Most significantly, it is clear he is virtually completely in control of his voice, and any “deterioration” or grunt or growl that some may note is, I believe, deliberate affectation. Generally, I think Dylan ’18 sounds like a cross between the gasping, gravelly Dylan you hear on his very earliest demos (listen to the very first recordings of “Talkin’ New York”), and the crooning, high-lonesome Dylan that was revealed between 1967 and 1972. Any doubt that he knows exactly what he is doing is set aside when he effortlessly jumps an octave, or slips into a sweet, high range, conjuring the spirit of Jimmie Rodgers, Slim Whitman, Pete Seeger, or Hank Williams. His radically transformed arrangements are not contrarian, but deeply honest.
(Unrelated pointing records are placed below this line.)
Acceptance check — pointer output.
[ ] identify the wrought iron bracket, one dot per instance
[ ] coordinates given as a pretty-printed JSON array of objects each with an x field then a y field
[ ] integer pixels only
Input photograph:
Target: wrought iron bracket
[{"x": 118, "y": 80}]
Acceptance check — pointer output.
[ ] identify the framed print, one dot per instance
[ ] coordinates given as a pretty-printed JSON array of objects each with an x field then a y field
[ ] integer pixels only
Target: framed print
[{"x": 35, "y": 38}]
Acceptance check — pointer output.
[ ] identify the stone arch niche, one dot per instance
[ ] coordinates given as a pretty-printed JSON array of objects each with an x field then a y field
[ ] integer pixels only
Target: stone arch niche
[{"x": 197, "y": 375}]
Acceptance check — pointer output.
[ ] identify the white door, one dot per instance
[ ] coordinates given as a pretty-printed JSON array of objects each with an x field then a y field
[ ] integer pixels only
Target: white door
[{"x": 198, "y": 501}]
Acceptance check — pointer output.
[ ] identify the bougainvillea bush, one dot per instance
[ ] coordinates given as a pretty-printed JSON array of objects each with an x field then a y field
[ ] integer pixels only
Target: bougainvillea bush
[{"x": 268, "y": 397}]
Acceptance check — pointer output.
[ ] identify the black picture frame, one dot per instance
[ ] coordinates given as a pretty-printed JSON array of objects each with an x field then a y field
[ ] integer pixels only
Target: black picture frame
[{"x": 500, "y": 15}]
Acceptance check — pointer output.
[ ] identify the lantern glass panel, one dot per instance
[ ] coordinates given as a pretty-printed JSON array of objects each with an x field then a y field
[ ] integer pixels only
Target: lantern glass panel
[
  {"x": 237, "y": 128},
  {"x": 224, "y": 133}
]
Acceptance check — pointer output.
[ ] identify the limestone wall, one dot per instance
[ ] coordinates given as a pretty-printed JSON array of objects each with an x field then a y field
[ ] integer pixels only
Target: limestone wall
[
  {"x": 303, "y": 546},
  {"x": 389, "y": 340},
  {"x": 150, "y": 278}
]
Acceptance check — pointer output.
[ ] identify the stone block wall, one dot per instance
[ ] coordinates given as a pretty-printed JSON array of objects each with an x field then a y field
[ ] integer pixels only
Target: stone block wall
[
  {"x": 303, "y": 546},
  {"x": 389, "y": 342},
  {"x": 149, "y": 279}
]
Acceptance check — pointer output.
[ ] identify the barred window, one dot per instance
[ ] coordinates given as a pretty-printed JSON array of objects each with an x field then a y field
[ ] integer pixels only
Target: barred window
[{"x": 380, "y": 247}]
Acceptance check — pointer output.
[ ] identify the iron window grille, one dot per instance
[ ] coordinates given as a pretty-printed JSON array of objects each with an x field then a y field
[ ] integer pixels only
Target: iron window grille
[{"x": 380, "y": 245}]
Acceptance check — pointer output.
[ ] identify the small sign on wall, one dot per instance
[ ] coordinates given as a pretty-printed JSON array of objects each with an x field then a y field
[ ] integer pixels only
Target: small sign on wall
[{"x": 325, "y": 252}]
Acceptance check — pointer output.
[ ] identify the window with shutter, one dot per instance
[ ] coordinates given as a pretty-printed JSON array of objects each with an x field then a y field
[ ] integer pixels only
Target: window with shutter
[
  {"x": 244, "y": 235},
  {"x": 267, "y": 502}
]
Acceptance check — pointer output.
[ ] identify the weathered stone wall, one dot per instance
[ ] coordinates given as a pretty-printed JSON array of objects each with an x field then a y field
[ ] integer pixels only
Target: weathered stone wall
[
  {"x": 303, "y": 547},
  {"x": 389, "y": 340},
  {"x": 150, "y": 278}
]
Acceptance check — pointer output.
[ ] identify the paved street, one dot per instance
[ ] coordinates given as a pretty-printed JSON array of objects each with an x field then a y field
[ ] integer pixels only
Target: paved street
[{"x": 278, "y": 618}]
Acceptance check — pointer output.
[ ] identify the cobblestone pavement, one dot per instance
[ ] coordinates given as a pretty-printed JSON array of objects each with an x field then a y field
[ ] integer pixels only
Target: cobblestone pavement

He understands, as the Buddha said, that you cannot put your hand in the same river twice: Each time you touch the skin of the water, it has moved on, it is a new river. It feels as if he is inside his material, not just imitating it.
Which is to say, again: Dylan knows exactly what he is doing.
The Never Ending Tour may be one of Dylan’s most important and most honest works. It links the threads — thorny, wooly, silky, sunset pink, winter-night violet, and Route 66 sun bleached-white —that have been accumulating since Dylan first made music or even imagined music. It is all there on stage, in the worn and hot fingers of Sexton, Receli, Garnier, and Herron, in the ancient, wise and vulnerable voice of Dylan, in the parade rumble of the beat.